香納諒一という作家はそういう優れた書き手の一人である。ぼくは生涯応援してゆこうと思っている。そういう作家は実は何人もぼくの中にいる。そうした作家たちがこうして優れた作品を生み出してくれるとき、ぼくは最上の喜びを感じる。
本書は、ある不幸な運命に弄ばれる少年と出会った一人の男の生き様を描いた作品である。K・S・Pシリーズの一環でありながら「アナザー」と銘打たれたスピンオフ作品でありながら、実はK・S・P所属のある個性的な刑事を配置し、作品全体に途轍もない恐怖と緊張感を与えている。
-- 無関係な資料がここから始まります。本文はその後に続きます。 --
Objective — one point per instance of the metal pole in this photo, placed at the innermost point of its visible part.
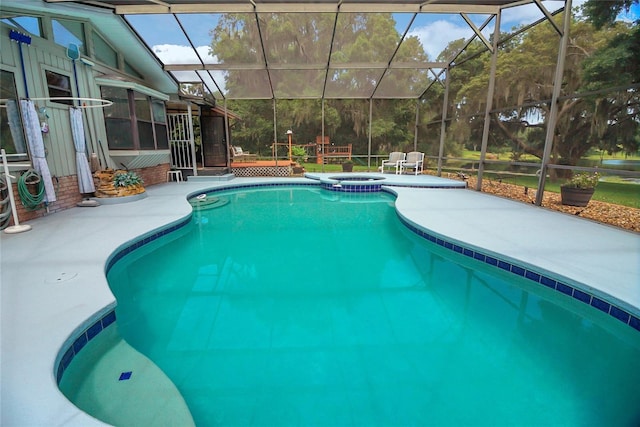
(226, 135)
(370, 123)
(415, 128)
(192, 141)
(443, 125)
(490, 91)
(275, 133)
(322, 141)
(553, 112)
スリリングなシーンも、アクションシーンもちりばめながら、エンターテインメントとしてしっかりした構成にもなっている。それでいてツボを抑えている。いくつかの情景が読後半年を経た今でも、フレンチノワールの名シーンのように脳裏に蘇る。
昨年の『このミス』ではぼくは本書を一位に推した。他の選者が何を選ぼうと、売れっ子作家が何を書こうとぼくの評価は決して揺るがないことを『約束』する。